Zugegeben, Richard Jewell dürfte damals ein Sonderling gewesen sein. Einer, der bei seiner Mutter wohnt (ebenfalls grandios: Kathy Bates), Waffen sammelt und für den Recht und Ordnung über alles geht. Das klingt schon mal verdächtig – aber warum eigentlich? Recht und Ordnung ist schon mal notwendig, wenn jemand so ein Verständnis dafür hat, warum sollte nicht gerade der einen Job in der Exekutive haben? Weil er über die Stränge hinausschlägt? Manches zu ernst nimmt? Über nichts hinwegsieht? Im Nachhinein ist es gut, das Jewell über nichts hinweggesehen hat, denn der oftmals gekündigte und scheel beobachtete Junggeselle hat als erster diesen herrenlosen Rucksack bemerkt, der unter einer Bank im Areal des Olympia-Parks lehnt. Natürlich war das eine Bombe, und natürlich ist sie explodiert, doch dank Richard Jewell hat diese weniger Schaden angerichtet als geplant. Der Mann wird zum Helden, wird in so gut wie fast allen Medien zum Interview geladen und durch die Gegend hofiert wie ein Popstar. Bis dem FBI die Sache spanisch vorkommt, ist doch der Bursche das exakte Ergebnis einer Faustformel fürs Täterprofil. Pech für ihn, ein üblicher Verdächtiger, und im Namen aller Profiler fraglos schuldig. Inquisition verlief im tiefsten Mittelalter nicht anders, aber das nur am Rande. Der Retter wird also zum Täter hochstilisiert. Was dann beginnt, sind quälende Wochen aus Bespitzelung, Hausdurchsuchung und Schmutzkübelmedien, die aus dem Paulus einen Saulus machen.
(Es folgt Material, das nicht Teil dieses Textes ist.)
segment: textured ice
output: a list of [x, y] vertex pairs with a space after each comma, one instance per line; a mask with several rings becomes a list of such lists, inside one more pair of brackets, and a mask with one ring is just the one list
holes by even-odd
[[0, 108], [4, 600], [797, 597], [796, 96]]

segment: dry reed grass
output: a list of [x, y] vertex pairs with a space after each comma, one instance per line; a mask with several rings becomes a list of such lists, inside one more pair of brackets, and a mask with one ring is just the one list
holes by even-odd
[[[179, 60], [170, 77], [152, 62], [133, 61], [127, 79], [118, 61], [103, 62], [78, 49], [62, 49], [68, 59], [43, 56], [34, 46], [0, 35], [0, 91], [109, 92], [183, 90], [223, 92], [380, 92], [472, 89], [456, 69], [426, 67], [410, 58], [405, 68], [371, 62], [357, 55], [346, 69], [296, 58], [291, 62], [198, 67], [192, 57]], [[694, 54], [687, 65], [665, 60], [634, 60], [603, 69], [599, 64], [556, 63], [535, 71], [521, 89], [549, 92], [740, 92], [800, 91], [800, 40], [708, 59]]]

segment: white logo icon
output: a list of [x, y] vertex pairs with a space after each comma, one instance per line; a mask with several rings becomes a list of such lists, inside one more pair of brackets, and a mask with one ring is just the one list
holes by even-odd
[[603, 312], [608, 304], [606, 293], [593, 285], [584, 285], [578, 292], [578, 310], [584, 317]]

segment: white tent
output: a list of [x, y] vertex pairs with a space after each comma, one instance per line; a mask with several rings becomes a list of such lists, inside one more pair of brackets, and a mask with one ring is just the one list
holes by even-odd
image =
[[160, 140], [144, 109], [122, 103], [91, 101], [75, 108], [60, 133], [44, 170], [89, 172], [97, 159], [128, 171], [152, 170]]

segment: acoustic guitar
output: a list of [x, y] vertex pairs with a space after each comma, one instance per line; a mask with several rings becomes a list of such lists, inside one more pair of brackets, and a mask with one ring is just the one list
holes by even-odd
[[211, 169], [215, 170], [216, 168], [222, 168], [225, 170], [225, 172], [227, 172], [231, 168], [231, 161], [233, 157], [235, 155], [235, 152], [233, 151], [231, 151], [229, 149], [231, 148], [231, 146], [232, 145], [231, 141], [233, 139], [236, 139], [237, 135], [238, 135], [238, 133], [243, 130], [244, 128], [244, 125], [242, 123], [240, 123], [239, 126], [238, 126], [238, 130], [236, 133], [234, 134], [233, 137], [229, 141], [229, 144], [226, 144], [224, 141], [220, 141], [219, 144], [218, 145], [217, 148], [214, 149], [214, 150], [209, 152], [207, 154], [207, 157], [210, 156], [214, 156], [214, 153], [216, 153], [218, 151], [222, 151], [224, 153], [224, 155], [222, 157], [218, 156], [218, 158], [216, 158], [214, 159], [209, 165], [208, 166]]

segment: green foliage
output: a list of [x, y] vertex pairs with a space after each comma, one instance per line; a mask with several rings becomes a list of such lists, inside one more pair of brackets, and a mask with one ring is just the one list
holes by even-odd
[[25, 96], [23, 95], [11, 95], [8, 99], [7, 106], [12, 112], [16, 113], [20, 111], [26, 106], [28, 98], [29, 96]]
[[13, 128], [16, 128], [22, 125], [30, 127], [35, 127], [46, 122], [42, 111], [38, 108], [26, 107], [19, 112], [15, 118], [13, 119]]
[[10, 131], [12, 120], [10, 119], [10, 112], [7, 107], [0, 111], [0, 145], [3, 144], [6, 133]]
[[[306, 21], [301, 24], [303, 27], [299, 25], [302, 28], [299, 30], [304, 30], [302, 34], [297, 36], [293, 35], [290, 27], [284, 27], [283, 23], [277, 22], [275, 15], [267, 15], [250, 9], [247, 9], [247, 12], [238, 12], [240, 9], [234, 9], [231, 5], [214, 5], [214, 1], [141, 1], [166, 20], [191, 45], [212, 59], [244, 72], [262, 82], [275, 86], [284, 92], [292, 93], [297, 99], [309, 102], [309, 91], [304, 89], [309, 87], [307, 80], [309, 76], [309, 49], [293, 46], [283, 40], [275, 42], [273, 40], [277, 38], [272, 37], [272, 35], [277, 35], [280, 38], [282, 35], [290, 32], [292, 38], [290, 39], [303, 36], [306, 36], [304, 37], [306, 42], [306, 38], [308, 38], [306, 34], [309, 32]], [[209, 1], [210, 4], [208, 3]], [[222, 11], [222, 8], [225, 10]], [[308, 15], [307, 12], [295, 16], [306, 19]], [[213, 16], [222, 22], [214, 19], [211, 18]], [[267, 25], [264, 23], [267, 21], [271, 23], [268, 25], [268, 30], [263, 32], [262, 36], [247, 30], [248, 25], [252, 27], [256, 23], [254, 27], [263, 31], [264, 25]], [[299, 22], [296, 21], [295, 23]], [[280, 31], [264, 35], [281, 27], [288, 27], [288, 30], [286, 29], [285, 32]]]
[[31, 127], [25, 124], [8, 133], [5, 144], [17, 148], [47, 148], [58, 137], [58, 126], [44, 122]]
Mit Der Fall Richard Jewell ist Clint Eastwood mit knapp 90 Jahren wohl einer seiner besten Filme gelungen. Dieses unfassbar wahre Paradebeispiel einer mediengemachten Hexenjagd der Neuzeit ist Schglagzeilenkino vom Feinsten, alleine schon aufgrund seines grandios aufspielenden Ensembles bis in die Nebenrollen, die von Eastwood mit sicherer Hand und ohne allzu viel Druck aufs Set geschickt werden. Bei so viel dramatisierter Erniedrigung klappt einem durchaus die Kinnlade herunter, und zwischenszeitlich ertappt man sich selbst dabei, der investigativen Meinungsmache stattzugeben. Doch Jewell, der dürfte ein aufrichtiger Bursche gewesen sein (und ist es so denke ich heute noch), und dabei zuzusehen, wie ein ebenfalls begnadeter Sam Rockwell als schrulliger Anwalt seinem Klienten aus der Misere hilft, ist packend, unglaublich menschelnd und kurios zugleich.